MGTA-456 is a cell therapy designed to provide a high dose of hematopoietic stem cells that are well-matched to the patient.
The company plans to enroll 12 patients in the ongoing Phase 2 study in inherited metabolic disorders, which include cALD, Hurler syndrome, metachromatic leukodystrophy and globoid cell leukodystrophy.
The primary endpoint of the study is neutrophil engraftment after transplantation. The study is also collecting both short- and long-term disease-specific outcomes.
Data from the first five evaluable patients treated in this study were highlighted in a poster presented by Ashish Gupta, MBBS, M.P.H., Assistant Professor, Department of Pediatrics and Division of Blood and Marrow Transplantation, University of Minnesota.
In a separate oral presentation TODAY, Kevin Goncalves, Ph.D., Magenta Therapeutics, will highlight preclinical data demonstrating that the high stem cell dose in MGTA-456 accelerates and improves engraftment of human microglia in the brains of transplanted mice.
Patients with Inherited Metabolic Disorders transplanted with MGTA-456, a CD34+ Expanded Cell Therapy Product, Show Rapid Engraftment in Preliminary Phase 2 Trial Results.
Both patients had stable neurological function scores, which remained unchanged between baseline and six months post-transplant, suggesting progress of the disease has been arrested.
The Loes score, a method for quantifying the severity of brain abnormalities and atrophy found on MRI, also remained stable in both patients after six months.
Both patients showed resolution of gadolinium enhancement on MRI, an indicator of brain inflammation, by one month post-transplant, and the resolution persisted at six months.

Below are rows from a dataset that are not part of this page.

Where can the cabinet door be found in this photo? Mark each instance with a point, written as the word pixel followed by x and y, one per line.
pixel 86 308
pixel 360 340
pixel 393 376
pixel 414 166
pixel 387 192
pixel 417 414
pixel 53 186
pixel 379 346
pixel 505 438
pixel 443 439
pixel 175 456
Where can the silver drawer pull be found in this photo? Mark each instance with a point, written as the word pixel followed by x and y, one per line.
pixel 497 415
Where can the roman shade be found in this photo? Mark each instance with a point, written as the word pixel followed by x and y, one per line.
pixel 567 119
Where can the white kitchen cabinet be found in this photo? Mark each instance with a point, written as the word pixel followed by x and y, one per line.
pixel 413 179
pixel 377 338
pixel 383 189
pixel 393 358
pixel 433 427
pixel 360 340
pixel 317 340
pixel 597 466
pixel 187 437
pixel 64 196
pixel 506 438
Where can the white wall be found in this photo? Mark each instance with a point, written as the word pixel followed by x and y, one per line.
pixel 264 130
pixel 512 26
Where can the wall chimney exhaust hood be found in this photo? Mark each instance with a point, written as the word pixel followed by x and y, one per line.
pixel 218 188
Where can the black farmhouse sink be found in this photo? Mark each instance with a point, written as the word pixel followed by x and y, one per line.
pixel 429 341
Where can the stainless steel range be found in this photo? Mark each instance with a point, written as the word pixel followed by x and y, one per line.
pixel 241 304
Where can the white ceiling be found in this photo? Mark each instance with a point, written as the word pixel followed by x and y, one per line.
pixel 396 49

Durable resolution of gadolinium enhancement is correlated with long-term disease benefit in patients with cALD.
As previously reported, all three patients with Hurler syndrome achieved normal levels of blood leukocyte IDUA enzyme, the enzyme that is deficient in untreated patients with Hurler syndrome, by Day 42 post-transplant.
This suggests that transplant with MGTA-456 is affecting the disease process in these patients.
Normalisation of blood leukocyte IDUA enzyme after transplant has been significantly associated with improvement in disease.
Patients showed a marked decline in urine total glycosaminoglycan, the toxic metabolites implicated in disease, after transplant.
Both of these findings are correlated with improved long-term disease outcomes, the company said.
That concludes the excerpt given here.